D9. GroupAssignment.group_idString changed to Option<String>

The group_id field on GroupAssignment is Option<String> rather than String. For Local identity mode, groups are resolved by name at runtime via group_name interpolation, and no pre-assigned group_id is required. Operations like find_or_create_federated_user and sync_user_groups resolve groups by GroupRef.name at authentication time. For Ephemeral identity mode, GroupAssignment.group_id should be specified to prevent group naming collisions.

D10. Legacy Mapping migration utility — mapping_to_ruleset_create

The migration utility (mapping_to_ruleset_create in crates/core/src/mapping/migration.rs) performs the field translation described in §11.1, with the following deviations:

  • bound_audiences is converted to a single ClaimCondition::AnyOf on the "aud" claim, rather than individual equality checks per audience.
  • groups_claim generates a single GroupAssignment with group_id: None and strategy: CreateOrGet, deferring group resolution to authentication time.
  • token_project_id generates an Authorization::Project with an empty roles vector — the operator must populate roles post-migration.
  • bound_claims entries are added as individual ClaimCondition::Equals conditions within an AllOf criteria, preserving their original semantics.
  • r#type (Oidc/Jwt) is dropped since IdentitySource::Federation covers both flows.
  • token_restriction_id is dropped as obsolete; scoping is now handled by Authorization fields.
  • allowed_redirect_uris and oidc_scopes are dropped as provider-level configuration (not part of ruleset semantics).
  • The generated rule name is "legacy-mapping-rule" with a description referencing the original mapping name and type.

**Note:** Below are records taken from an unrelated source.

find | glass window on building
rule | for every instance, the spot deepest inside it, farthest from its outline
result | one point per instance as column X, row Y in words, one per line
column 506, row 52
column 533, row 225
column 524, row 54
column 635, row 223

D11. MatchResult.identity_mode — new field

The MatchResult struct carries identity_mode: Option<IdentityMode> (default None), which propagates IdentityBinding.identity_mode from the matched rule. When None, defaults to Ephemeral for all sources to maintain backward compatibility with existing mapping rules. This field determines whether the authentication flow should use real user CRUD (Local) or the virtual shadow registry (Ephemeral).